This advantage was present in all-cause mortality (ACM) as well as in cardiac mortality (CM). Furthermore, after evaluating more than 5000 dialysis patients who had aortic, mitral, or combined aortic/mitral valve replacements
and comparing survival, Herzog ABC294640 et al. showed that the Kaplan–Meier all-cause survival was not different between the non-tissue and tissue-based valve replacement patients. Cardiac death was also indistinguishable between the two groups, suggesting that the use of bio-prosthetic valves may be indicated to reduce the requirements for anti-coagulation and potentially reduce haemorrhagic complications. The presence of cerebrovascular disease in long-term haemodialysis patients is associated with significant morbidity and mortality.
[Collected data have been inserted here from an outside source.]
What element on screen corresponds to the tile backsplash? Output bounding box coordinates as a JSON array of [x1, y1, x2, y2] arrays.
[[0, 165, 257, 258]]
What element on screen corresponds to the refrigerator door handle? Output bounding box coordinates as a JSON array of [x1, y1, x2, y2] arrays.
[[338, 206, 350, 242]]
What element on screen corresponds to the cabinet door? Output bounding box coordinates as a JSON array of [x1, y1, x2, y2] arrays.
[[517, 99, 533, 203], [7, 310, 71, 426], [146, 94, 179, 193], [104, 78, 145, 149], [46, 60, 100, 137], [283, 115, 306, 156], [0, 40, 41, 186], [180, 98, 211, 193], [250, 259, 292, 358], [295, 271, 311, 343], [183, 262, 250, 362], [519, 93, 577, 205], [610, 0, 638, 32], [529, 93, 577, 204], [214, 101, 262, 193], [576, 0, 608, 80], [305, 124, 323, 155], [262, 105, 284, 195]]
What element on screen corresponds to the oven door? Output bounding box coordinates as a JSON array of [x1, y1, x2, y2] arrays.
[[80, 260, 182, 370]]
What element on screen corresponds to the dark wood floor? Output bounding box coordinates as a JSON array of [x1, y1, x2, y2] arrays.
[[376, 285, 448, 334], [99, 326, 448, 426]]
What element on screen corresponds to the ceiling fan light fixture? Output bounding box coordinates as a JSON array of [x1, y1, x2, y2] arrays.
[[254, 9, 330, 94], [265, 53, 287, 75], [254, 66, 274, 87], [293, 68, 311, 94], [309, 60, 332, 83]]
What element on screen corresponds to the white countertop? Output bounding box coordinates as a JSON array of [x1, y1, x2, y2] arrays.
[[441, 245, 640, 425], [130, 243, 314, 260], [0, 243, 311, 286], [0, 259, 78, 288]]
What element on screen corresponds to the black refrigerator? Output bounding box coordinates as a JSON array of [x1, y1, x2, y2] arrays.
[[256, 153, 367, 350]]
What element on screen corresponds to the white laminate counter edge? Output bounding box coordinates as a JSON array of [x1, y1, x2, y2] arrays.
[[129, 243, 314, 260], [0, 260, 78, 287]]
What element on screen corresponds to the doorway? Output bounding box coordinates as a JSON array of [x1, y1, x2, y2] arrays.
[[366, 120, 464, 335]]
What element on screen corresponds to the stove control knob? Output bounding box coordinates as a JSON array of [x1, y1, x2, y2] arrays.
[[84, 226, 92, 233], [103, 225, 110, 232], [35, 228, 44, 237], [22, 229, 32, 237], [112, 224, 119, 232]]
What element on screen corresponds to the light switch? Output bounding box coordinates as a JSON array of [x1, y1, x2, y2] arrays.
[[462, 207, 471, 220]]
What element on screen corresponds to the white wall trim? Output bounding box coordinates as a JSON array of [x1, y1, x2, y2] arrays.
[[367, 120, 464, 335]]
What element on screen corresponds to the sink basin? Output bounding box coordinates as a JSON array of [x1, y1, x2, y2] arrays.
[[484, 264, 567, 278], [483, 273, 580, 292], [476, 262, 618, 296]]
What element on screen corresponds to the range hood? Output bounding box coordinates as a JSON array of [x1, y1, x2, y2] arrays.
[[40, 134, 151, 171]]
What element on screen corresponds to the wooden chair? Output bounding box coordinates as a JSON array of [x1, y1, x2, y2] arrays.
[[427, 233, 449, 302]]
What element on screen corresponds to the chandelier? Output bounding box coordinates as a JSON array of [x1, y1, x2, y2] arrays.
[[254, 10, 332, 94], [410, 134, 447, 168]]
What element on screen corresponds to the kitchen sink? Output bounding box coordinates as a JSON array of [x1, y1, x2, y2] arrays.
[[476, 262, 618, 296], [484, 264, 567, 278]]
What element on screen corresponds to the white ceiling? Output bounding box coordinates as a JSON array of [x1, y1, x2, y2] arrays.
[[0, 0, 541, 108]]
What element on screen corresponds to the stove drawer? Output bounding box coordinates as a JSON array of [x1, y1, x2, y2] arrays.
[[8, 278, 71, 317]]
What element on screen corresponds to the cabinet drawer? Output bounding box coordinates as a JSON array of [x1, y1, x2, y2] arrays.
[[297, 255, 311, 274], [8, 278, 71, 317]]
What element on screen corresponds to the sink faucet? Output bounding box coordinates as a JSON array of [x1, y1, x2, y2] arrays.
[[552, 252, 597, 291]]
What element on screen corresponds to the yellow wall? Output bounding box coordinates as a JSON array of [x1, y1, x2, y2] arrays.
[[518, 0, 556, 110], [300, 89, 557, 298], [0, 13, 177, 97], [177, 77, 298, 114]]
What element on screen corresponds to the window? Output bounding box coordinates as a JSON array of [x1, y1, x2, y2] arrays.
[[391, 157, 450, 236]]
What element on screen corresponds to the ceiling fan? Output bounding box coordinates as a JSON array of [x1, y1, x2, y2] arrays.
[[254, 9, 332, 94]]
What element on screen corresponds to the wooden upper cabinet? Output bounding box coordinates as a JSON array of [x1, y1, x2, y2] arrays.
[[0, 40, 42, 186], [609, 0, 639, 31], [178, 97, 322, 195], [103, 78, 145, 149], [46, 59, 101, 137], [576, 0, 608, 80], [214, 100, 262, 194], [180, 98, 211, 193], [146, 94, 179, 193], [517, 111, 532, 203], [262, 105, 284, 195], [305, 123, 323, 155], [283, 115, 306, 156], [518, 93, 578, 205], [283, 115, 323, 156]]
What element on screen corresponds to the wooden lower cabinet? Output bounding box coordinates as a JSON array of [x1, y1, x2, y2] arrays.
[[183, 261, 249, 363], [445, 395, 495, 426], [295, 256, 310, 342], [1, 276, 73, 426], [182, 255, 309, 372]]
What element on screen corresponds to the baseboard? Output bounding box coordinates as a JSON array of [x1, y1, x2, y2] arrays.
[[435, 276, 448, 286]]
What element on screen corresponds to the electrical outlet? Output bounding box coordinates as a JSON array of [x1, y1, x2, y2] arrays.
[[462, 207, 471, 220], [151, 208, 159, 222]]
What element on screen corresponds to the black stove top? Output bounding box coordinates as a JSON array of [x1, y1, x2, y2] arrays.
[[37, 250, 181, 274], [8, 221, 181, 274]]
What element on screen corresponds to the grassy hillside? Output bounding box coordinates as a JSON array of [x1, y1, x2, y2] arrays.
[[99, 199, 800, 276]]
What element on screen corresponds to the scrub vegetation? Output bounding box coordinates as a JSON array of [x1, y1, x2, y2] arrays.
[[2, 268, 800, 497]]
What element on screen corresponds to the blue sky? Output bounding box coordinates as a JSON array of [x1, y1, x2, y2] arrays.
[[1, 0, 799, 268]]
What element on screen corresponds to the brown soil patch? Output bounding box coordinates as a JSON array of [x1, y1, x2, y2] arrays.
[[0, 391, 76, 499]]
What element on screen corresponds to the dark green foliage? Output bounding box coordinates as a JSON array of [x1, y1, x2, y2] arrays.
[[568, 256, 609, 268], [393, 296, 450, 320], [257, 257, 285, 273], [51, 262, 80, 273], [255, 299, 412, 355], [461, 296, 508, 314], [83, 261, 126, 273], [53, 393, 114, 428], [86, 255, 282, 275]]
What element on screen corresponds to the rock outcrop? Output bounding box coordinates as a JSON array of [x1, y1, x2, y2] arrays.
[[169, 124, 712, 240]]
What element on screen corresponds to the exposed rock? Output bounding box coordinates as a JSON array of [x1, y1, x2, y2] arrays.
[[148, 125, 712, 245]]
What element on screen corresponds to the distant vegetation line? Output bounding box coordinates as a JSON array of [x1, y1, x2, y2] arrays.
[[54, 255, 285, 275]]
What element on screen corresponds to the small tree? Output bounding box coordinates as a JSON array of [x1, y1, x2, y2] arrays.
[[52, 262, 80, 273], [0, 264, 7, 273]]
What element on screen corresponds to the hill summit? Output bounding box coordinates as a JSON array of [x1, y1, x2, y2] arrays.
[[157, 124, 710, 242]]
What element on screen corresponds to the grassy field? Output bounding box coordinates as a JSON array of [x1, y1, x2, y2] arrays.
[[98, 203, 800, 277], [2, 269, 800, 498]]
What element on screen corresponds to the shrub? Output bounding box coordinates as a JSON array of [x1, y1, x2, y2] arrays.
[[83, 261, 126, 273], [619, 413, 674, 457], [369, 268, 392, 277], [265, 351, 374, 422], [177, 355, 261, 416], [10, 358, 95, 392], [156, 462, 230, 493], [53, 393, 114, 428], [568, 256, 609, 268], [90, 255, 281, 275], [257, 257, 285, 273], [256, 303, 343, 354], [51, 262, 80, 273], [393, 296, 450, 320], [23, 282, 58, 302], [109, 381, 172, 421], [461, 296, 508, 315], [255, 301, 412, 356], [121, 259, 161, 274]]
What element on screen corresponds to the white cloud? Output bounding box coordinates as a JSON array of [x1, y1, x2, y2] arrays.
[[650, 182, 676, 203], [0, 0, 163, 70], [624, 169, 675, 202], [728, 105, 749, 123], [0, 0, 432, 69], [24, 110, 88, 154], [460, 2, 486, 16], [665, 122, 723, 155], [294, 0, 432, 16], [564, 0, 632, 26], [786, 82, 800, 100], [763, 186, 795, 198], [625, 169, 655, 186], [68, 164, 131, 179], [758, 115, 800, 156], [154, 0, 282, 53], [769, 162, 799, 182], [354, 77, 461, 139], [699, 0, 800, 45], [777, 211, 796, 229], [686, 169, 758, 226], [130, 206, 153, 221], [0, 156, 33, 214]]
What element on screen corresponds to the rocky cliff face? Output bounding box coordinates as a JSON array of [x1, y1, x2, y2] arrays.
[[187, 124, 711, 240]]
In DOPPS, approximately 18.0% of patients undergoing dialysis in the United States had a history of CVD, defined as stroke, transient ischaemic attack or carotid
endarterectomy.27 Seliger et al.28 analysed the USRDS and National Hospital Discharge Survey data, and determined there was a 4- to 10-fold increased risk of either an ischaemic or haemorrhagic stroke in dialysis patients compared with the general population. The presence of CVD was also found to be an independent predictor of subsequent death in European, Japanese and US dialysis patients27 and in this population, the 2-year mortality rate after a stroke is 64.0%.29 Compared with other forms of CVD, relatively little attention has been given to the overall Oxymatrine prevalence of PVD in patients with ESKD and its effect on long-term prognosis. A large international cohort of patients on haemodialysis was recently evaluated by the DOPPS AZD6244 cost team.30 This prospective, observational study of 29 873 haemodialysis patients involved both DOPPS I and DOPPS II and detailed descriptions of the DOPPS design have previously been published.31 A prevalent cross-section population was initially chosen and with the exception of only 3722 patients that were new to haemodialysis, the remainder of patients were prevalent patients. The total sample was thus a predominantly prevalent population. Associations between baseline clinical variables and PVD were
evaluated by logistic regression analysis and Cox regression models were used to test the association between PVD and risk for ACM, CM and hospitalization. At baseline, PVD was defined as including at least one of the following conditions: (1) prior diagnosis of PVD; (2) intermittent claudication; (3) critical limb ischaemia encompassing rest pain, skin necrosis and gangrene, including recurrent skin infections; (4) surgical revascularization for PVD; (5) amputation for PVD; and (6) aortic aneurysm or surgery for aortic aneurysm. The prevalence of PVD in the total population was 25.3%, but there was significant geographic variation among the 12 DOPPS countries, from 12.0% in Japan to 38.0% in Belgium and 32.7% in Australia and New Zealand.